The first one I can't relate to at all. The medical profession is the last place you want to start shooting the messenger - if you in fact have cancer, you're going to be a hell of a lot better off knowing that and starting chemo than pretending that you've got something else.

The second one I can't really relate to much more. I can understand getting irritated at advice that was bad ex-ante. But that doesn't quite explain it. As a layman, you'll probably have very little idea whether the advice was wrong ex-ante, or right ex-ante but you just ended up in the odd end of the distribution. e.g. Most people born with cerebral palsy won't be able to walk, but your daughter ended up as one of the lucky ones.

More importantly, would you be equally mad with a doctor who delivered ex-ante advice that was correct but ended up being too optimistic? "The doctors said she'd probably be able to walk just fine, but she can't." Unless you'd be equally bothered by this one, there's still something funny going on.

The third one may have some merit, but I don't know how much. I tend to be slightly skeptical (without any particular evidentiary basis) only because it sounds too much like wishful thinking - if we only act like there isn't a problem, there won't be a problem!
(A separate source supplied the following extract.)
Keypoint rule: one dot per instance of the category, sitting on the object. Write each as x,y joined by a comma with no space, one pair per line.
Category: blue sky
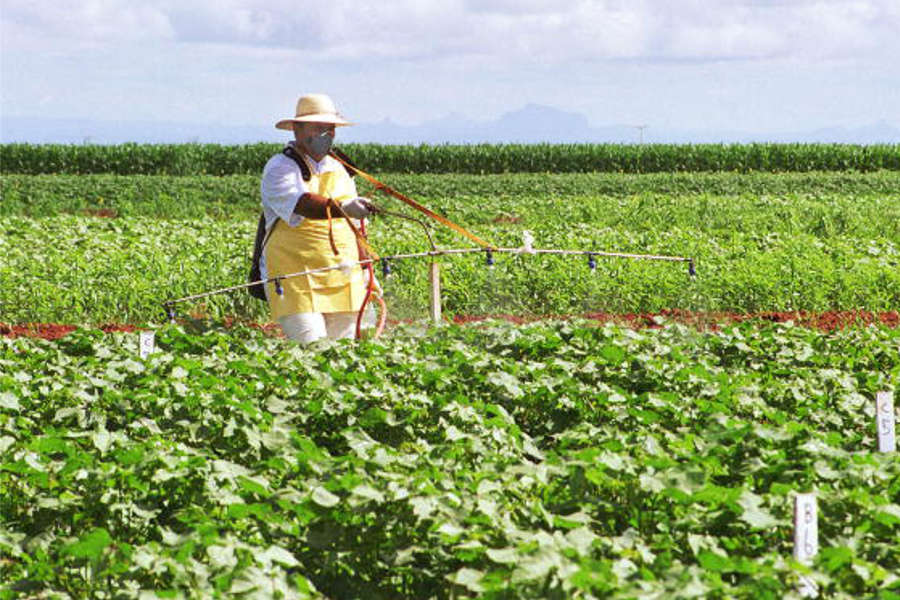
761,65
If you want the extreme opposite view, let me present you the great James Bagian, a man who was meant to be on the Challenger Space Shuttle but was substituted out shortly before the mission. He declined to wax lyrical about beating the odds or pretend to be shocked that the outcome was as bad as it was:
Was I sad that it happened? Of course. Was I surprised? Not really. I knew it was going to happen sooner or later—and not that much later. At the time, the loss rate was about 4 percent, or one in 25 missions. Challenger was the 25th mission. That's not how statistics works, of course—it's not like you're guaranteed to have 24 good flights and then one bad one, it just happened that way in this case—but still, you think we're going to fly a bunch of missions with a 4 percent failure rate and not have any failures? You gotta be kidding.
I'm going to go out on a limb and predict that a man who can get in a space shuttle and understand exactly what a 4% probability of the thing exploding means is not somebody inclined to blame a doctor for a negative diagnosis that turned out to be wrong. As indeed evidenced by the entire approach he takes in his current job - figuring out how to reduce medical errors.

As always, sign me up with James Bagian.